Dr. Howard Chiou, a CDC epidemiologist, recalled being interrupted in the middle of a weekend dinner to help on Qian’s case. Chiou, who is fluent in Mandarin, worked directly with the family to develop a list of places and people for contact tracing.

“Case investigation and contact tracing is really hard, complicated work that requires building a strong relationship and trust in a very short amount of time,” Chiou said. “This case was a great reminder that language and cultural skills are critical in building trust and rapport.”

Public health officials reached out to their Mexican counterparts so the hotel could be made aware of the case. They also alerted passengers seated near the family on the flight from Mexico City as well as the plane crew.

In the end, no one is known to have been infected by Qian. Some health care workers developed respiratory symptoms, but tests came back negative.

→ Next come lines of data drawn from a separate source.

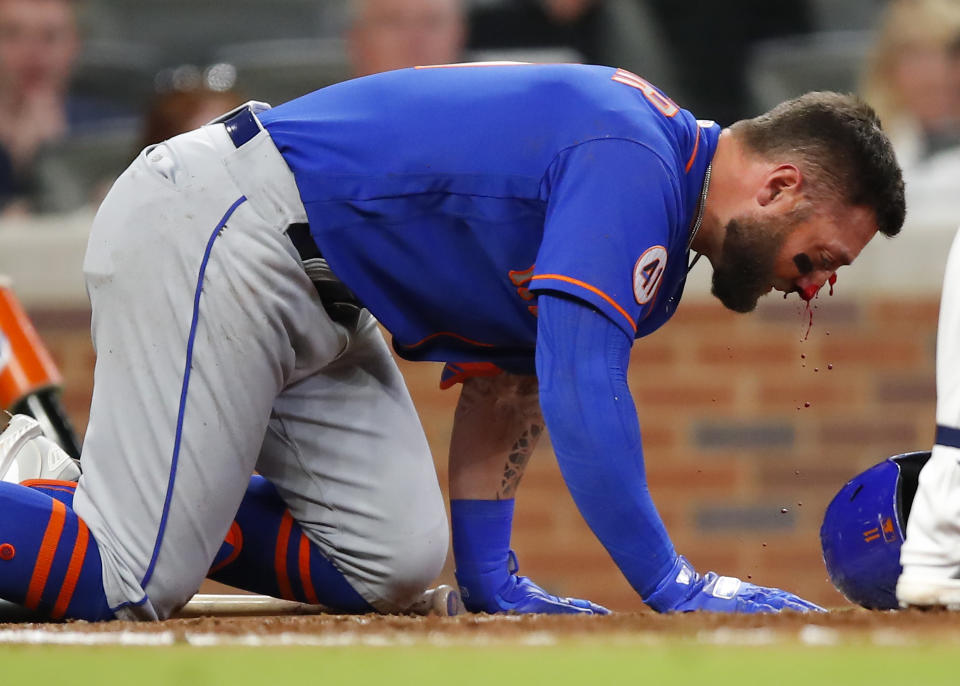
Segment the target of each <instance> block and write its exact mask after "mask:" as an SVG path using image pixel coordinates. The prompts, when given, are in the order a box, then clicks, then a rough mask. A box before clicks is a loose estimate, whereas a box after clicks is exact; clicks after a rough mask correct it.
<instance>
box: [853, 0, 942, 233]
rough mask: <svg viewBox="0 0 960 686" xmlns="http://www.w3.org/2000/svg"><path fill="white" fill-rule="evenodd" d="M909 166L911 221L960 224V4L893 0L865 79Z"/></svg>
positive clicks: (867, 64) (912, 221)
mask: <svg viewBox="0 0 960 686" xmlns="http://www.w3.org/2000/svg"><path fill="white" fill-rule="evenodd" d="M861 90H862V95H863V97H864V99H866V100H867V101H868V102H869V103H870V104H871V105H873V107H874V108H875V109H876V111H877V114H878V115H879V116H880V120H881V121H882V122H883V126H884V128H885V129H886V130H887V131H888V133H889V136H890V140H891V142H892V143H893V146H894V150H895V151H896V153H897V157H898V159H899V161H900V165H901V167H902V168H903V175H904V180H905V182H906V186H907V208H908V219H909V220H910V221H911V222H912V223H921V224H940V223H946V224H949V225H950V226H955V225H956V216H957V210H958V209H960V200H958V198H960V0H893V1H892V2H891V3H890V4H889V5H888V6H887V8H886V10H885V11H884V13H883V15H882V16H881V20H880V25H879V28H878V31H877V40H876V44H875V45H874V49H873V51H872V54H871V56H870V59H869V60H868V62H867V66H866V70H865V73H864V76H863V85H862V88H861Z"/></svg>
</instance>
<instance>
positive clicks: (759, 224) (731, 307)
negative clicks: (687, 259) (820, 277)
mask: <svg viewBox="0 0 960 686" xmlns="http://www.w3.org/2000/svg"><path fill="white" fill-rule="evenodd" d="M795 223H796V218H795V217H782V218H778V219H774V220H772V221H771V220H765V221H763V222H760V221H758V220H757V219H754V218H753V217H740V218H739V219H731V220H730V221H729V222H727V228H726V233H725V235H724V239H723V249H722V251H721V254H720V260H719V264H717V265H715V266H714V270H713V289H712V292H713V294H714V295H715V296H717V298H719V299H720V302H722V303H723V304H724V306H725V307H727V308H729V309H731V310H733V311H734V312H752V311H753V310H754V309H755V308H756V306H757V301H758V300H759V299H760V296H762V295H765V294H766V293H767V291H768V290H769V289H770V286H771V285H772V284H773V268H774V262H775V261H776V257H777V253H779V252H780V248H781V247H782V246H783V242H784V240H785V239H786V236H787V234H788V233H789V230H790V229H791V228H793V226H795Z"/></svg>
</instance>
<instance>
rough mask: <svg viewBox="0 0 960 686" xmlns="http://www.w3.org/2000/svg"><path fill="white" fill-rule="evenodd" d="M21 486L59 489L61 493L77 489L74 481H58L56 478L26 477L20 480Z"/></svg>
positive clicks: (27, 487) (52, 490) (70, 492)
mask: <svg viewBox="0 0 960 686" xmlns="http://www.w3.org/2000/svg"><path fill="white" fill-rule="evenodd" d="M20 485H21V486H26V487H27V488H45V489H47V490H50V491H60V492H61V493H75V492H76V490H77V482H76V481H60V480H58V479H27V480H26V481H21V482H20Z"/></svg>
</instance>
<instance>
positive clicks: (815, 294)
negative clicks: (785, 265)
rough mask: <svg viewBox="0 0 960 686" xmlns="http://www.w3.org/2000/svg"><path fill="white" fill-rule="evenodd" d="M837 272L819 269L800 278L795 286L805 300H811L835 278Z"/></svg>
mask: <svg viewBox="0 0 960 686" xmlns="http://www.w3.org/2000/svg"><path fill="white" fill-rule="evenodd" d="M835 272H836V270H833V269H817V270H816V271H812V272H810V273H808V274H803V275H802V276H800V277H798V278H797V279H796V280H795V281H794V285H795V286H796V290H797V291H799V292H800V294H801V295H802V296H803V297H804V299H806V300H810V298H812V297H813V296H814V295H816V294H817V291H819V290H820V289H821V288H823V286H824V284H826V283H827V282H828V281H829V280H830V279H831V277H833V275H834V273H835Z"/></svg>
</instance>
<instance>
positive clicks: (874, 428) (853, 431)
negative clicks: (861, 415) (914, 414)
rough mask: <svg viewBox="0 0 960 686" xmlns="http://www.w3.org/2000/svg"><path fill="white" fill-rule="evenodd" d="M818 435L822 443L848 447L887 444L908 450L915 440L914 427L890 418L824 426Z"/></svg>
mask: <svg viewBox="0 0 960 686" xmlns="http://www.w3.org/2000/svg"><path fill="white" fill-rule="evenodd" d="M819 433H820V440H821V441H822V442H823V443H832V444H835V445H848V446H868V445H879V444H889V445H894V446H904V448H903V449H908V448H909V447H910V446H912V445H916V440H917V430H916V427H915V426H913V425H912V424H906V423H903V422H898V421H893V419H892V418H890V419H888V420H887V421H884V420H883V419H874V420H866V421H863V420H861V421H850V422H843V423H829V424H824V425H823V426H822V427H820V432H819Z"/></svg>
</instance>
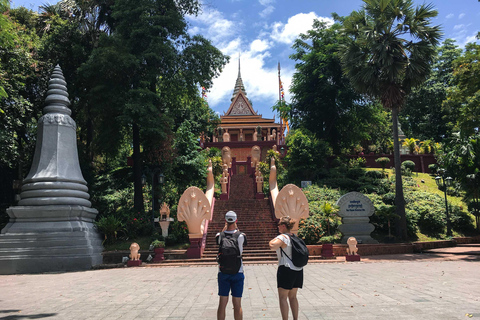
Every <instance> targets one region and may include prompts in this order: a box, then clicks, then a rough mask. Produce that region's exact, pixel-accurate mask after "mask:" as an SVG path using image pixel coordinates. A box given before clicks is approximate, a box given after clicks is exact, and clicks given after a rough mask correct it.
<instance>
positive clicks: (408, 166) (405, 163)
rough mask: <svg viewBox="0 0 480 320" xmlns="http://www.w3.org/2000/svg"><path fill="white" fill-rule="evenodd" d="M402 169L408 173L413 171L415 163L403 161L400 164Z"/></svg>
mask: <svg viewBox="0 0 480 320" xmlns="http://www.w3.org/2000/svg"><path fill="white" fill-rule="evenodd" d="M402 168H405V169H409V170H410V172H413V171H415V162H413V161H411V160H405V161H403V162H402Z"/></svg>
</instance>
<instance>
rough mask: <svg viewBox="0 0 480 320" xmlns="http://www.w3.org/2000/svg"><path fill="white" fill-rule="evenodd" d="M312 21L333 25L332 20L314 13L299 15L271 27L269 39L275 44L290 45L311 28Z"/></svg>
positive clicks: (310, 28)
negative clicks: (270, 37) (283, 43)
mask: <svg viewBox="0 0 480 320" xmlns="http://www.w3.org/2000/svg"><path fill="white" fill-rule="evenodd" d="M314 19H318V20H320V21H325V22H326V23H327V25H331V24H333V19H331V18H326V17H319V16H317V15H316V14H315V12H310V13H299V14H297V15H294V16H292V17H290V18H289V19H288V21H287V23H286V24H284V23H282V22H275V23H274V24H273V25H272V34H271V38H272V39H273V40H274V41H277V42H281V43H285V44H292V43H293V41H294V40H295V39H296V38H297V37H298V35H299V34H300V33H305V32H307V31H308V30H310V29H311V28H312V25H313V20H314Z"/></svg>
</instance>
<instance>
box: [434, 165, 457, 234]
mask: <svg viewBox="0 0 480 320" xmlns="http://www.w3.org/2000/svg"><path fill="white" fill-rule="evenodd" d="M438 173H439V175H438V176H436V177H435V182H436V183H437V186H439V187H443V193H444V194H445V213H446V216H447V237H451V236H452V227H451V225H450V215H449V213H448V202H447V187H448V186H450V185H451V184H452V180H453V179H452V177H446V172H445V169H440V170H438Z"/></svg>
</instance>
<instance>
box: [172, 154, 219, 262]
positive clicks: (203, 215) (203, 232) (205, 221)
mask: <svg viewBox="0 0 480 320" xmlns="http://www.w3.org/2000/svg"><path fill="white" fill-rule="evenodd" d="M214 192H215V183H214V178H213V172H212V162H211V161H209V165H208V173H207V189H206V191H205V193H203V191H202V190H200V189H199V188H197V187H189V188H188V189H187V190H185V192H184V193H183V195H182V196H181V198H180V201H179V203H178V209H177V218H178V221H185V222H186V223H187V227H188V237H189V240H190V247H189V248H188V250H187V256H188V257H189V258H200V257H201V256H202V253H203V250H204V249H205V244H206V238H207V230H208V223H209V221H211V220H212V214H213V207H214V203H215V198H214Z"/></svg>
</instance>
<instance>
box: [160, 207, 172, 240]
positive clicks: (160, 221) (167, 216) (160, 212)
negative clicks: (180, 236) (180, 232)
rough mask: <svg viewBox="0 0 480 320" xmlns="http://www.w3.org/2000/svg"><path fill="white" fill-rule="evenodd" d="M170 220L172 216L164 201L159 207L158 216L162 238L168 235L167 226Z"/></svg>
mask: <svg viewBox="0 0 480 320" xmlns="http://www.w3.org/2000/svg"><path fill="white" fill-rule="evenodd" d="M172 221H173V218H170V208H169V207H168V205H167V204H166V203H165V202H164V203H163V204H162V207H161V208H160V218H159V221H158V223H159V224H160V227H161V228H162V236H163V237H164V238H166V237H168V226H169V225H170V222H172Z"/></svg>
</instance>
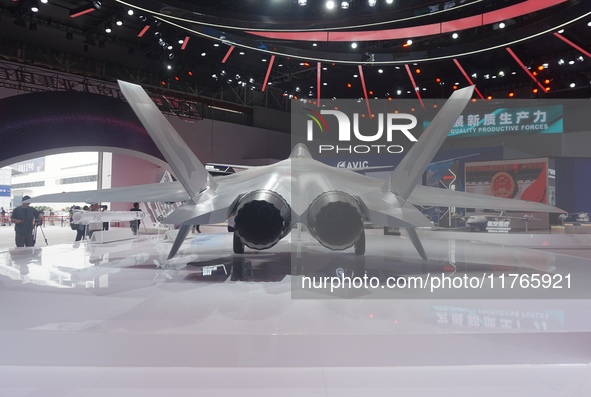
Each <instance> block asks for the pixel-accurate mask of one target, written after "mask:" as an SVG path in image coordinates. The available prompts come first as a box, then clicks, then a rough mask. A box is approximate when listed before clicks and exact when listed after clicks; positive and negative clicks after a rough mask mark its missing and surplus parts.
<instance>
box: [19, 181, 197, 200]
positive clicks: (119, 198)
mask: <svg viewBox="0 0 591 397" xmlns="http://www.w3.org/2000/svg"><path fill="white" fill-rule="evenodd" d="M188 199H189V194H188V193H187V191H186V190H185V189H184V188H183V186H182V185H181V184H180V183H179V182H166V183H152V184H148V185H139V186H125V187H116V188H111V189H102V190H85V191H81V192H70V193H54V194H44V195H41V196H37V197H33V198H31V199H29V200H27V202H28V203H101V202H106V201H107V202H132V201H137V202H140V201H143V202H147V201H160V202H179V201H185V200H188Z"/></svg>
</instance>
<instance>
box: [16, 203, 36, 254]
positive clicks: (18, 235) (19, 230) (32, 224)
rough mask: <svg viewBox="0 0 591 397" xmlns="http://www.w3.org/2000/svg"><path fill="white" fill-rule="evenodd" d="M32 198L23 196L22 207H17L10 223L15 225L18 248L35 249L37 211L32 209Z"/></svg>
mask: <svg viewBox="0 0 591 397" xmlns="http://www.w3.org/2000/svg"><path fill="white" fill-rule="evenodd" d="M30 198H31V197H29V196H23V198H22V203H21V205H20V207H16V208H15V209H14V210H13V211H12V217H11V218H10V221H11V222H12V223H14V233H15V242H16V246H17V247H33V246H34V245H35V240H34V239H33V227H34V224H35V218H36V216H37V210H35V208H32V207H30V204H29V203H25V200H29V199H30Z"/></svg>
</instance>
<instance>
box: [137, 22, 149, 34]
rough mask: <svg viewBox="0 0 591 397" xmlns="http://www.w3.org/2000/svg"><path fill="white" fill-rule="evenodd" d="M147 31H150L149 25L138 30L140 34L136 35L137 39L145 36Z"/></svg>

There has been no recurrence of the COVID strain that infected Qian among thousands of samples shared by researchers around the world, said epidemiologist David Engelthaler, the head of the infectious disease arm of Arizona’s Translational Genomics Research Institute. He said that absence suggests Qian did not infect others and was “a dead end” for the virus, though he cautioned that testing was limited. Most people working at Cedars then were not told a COVID patient was in their facility and were not offered testing.

“I do not think there was spread,” Balter said. Public health officials say they believe the precautions Qian took while traveling and his request for help kept others safe.

“He was very good about wearing his mask when around (his family) and on the plane,” Balter said.

By mid-February, COVID had crept around the world and was starting to ravage South Korea and Italy, but Qian was still L.A.’s only known case. Worried about the toll the isolation was taking on Qian’s wife and son, public health workers bought toys for the boy and worked to make sure the family had food they liked.

Ferrer said they learned from the family that for people to isolate successfully, they need personalized support from health workers.

“It made a big difference. It wasn’t just that they got good clinical care,” she said.

Chiou, the CDC epidemiologist, agreed, saying, “It really helped us to think through the issues that people would face in isolation and quarantine, and especially travelers or people without safe places to stay.”

On March 4, 42 days after Qian sought help at LAX, the county announced it had identified six more cases of COVID-19. In retrospect, public officials said, strict limitations on testing and ignorance of the virus’s asymptomatic spread prevented public health officials from detecting many people already infected.

“We clearly had other cases,” Ferrer said.

Qian was still in isolation when the story of his care in the U.S. was published in the Wuhan blog. Relations between China and the United States were stressed, and worsening. Some readers were cynical about the story’s favorable account of U.S. medical care.

“This person was cured by remdesivir without paying a penny,” one poster wrote. “I highly doubt this article.”

It’s unclear whether Qian or the Chinese Consulate, which was kept informed of his case, paid anything. Cedars and the consulate declined to answer questions about his case, citing patient privacy.

For his part, Qian was appreciative.

“He did send a very, very grateful thank you note to the department,” Ferrer said.